I just ordered Early Morning, Summer Haze, and the 286 brush. I can't wait to see my goodies.


----------



## MissTiffany2U (Jan 4, 2012)

I ordered Early Morning blush and Hot Spell lipglass.


----------



## misha5150 (Jan 4, 2012)

I just ordered Early Morning. I wanted to get some of the MES's and Pillow Talk lippie but I'm gonna have to go into the store and swatch them first. I heard that Pillow Talk was a great nude for WOC though!


----------



## afulton (Jan 4, 2012)

misha5150 said:


> I just ordered Early Morning. I wanted to get some of the MES's and Pillow Talk lippie but I'm gonna have to go into the store and swatch them first. I heard that Pillow Talk was a great nude for WOC though!


	I have Pillow Talk from the Nordstrom Exclusives sale this summer.  It is a great nude color.


----------



## Richelle83 (Jan 5, 2012)

For now I have both MSF's and all 3 MB's. Would have liked to see this in store but Dillard's MAC's in the area didn't get them in.


----------



## Copperhead (Jan 5, 2012)

I just came back from looking at the collection and walked away with Redhead MSF and Beach Sand lipstick. I should've gotten Twilight Falls e/s. Might have to go back for that one. And I got distracted and didn't even check out Daylight e/s which is something that I wanted to see in person.


----------



## kimbunney (Jan 5, 2012)

I'm going back this weekend for Twilight Falls I can't get it out of my head! I just loved this collection. I want to try on Hot Spell as well.

  	I ended up with

  	Pillow Talk, Naked Space, Summer Haze and In the Sun.


----------



## Curly1908 (Jan 5, 2012)

Any pics, ladies?

  	I'm wondering what this collection looks like on brown skin, and I hate going to the counter/store with no idea of what I want.


----------



## afulton (Jan 6, 2012)

-


----------



## GucciGirl (Jan 6, 2012)

I only picked up Beach Sand and it is gorgeous with BBQ lipliner.


----------



## Copperhead (Jan 6, 2012)

GucciGirl said:


> I only picked up Beach Sand and it is gorgeous with BBQ lipliner.



 	I'll have to try it with BBQ. Last night I tried it with Cork lipliner and a little bit of C-Thru lipglass on top and I thought it was really pretty.

  	Guccigirl you're responsible for me buying Sephora's #20 Dolce Nude lipstick. When you first got it you mentioned it in one of your yt vids.
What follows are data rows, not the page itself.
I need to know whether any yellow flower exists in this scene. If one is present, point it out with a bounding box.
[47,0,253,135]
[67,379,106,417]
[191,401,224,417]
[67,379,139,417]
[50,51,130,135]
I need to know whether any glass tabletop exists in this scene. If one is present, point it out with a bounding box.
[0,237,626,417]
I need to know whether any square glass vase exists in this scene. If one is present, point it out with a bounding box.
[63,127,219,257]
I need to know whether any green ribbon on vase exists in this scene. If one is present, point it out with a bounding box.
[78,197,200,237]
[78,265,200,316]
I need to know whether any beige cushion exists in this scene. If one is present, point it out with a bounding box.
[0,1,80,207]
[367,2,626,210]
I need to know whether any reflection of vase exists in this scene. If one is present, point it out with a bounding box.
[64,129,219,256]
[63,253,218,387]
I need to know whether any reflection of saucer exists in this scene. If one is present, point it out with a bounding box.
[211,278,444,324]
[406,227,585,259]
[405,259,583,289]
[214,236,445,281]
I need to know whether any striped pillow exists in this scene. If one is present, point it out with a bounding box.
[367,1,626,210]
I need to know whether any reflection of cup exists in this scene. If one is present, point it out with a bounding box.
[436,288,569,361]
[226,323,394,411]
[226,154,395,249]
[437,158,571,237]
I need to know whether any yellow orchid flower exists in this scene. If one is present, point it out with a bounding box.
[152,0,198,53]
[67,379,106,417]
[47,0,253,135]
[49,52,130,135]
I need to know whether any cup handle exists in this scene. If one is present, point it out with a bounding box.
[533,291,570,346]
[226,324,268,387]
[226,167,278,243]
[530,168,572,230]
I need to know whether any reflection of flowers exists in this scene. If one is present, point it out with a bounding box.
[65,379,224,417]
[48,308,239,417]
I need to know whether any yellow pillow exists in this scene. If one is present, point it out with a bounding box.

I still love it!


----------



## 2browneyes (Jan 6, 2012)

I swatched beach sand...may end up getting it.


----------



## Copperhead (Jan 6, 2012)

2browneyes said:


> I swatched beach sand...may end up getting it.


	If you like nudes you'll probably like Beach Sand. I absolutely love nudes. I want to try Naked Space lipglass on top of it too. It's pretty on its own though.


----------



## sugypop1 (Jan 6, 2012)

I got:

  	A Perfect Day lipstick x2
  	Pillow Talk x2
  	Beach Sand
  	and the 286 brush

  	I'm really surprised at how nice Beach Sand looked on me (NC 43-44 for comparison). I thought I'd had to "work it" with a liner or something but it looked good by itself. I love nude lip colors as well, it's all I like to wear on my lips. I think I may want Hot Spell lipglass though.


----------



## bobbiedoll03 (Jan 7, 2012)

I will for sure be grabbing a lipstick..not sure if I am getting A perfect  day, pillow talk, or beach sand. I have limited myself to one lipstick and one blush from this collection. Early Morning is calling my name and Warm Honey is so pretty too.


----------



## kimbunney (Jan 8, 2012)

Here are some swatches. The MES swatches don't do them justice they are so beautiful! I swatched all of them dry as well. I love all of them, I kind of want to go back and get Daylight but I keep thinking its similar to a color from the UD 15th palette but I could be wrong and might go back and pick that up this coming week. I just loved this collection. 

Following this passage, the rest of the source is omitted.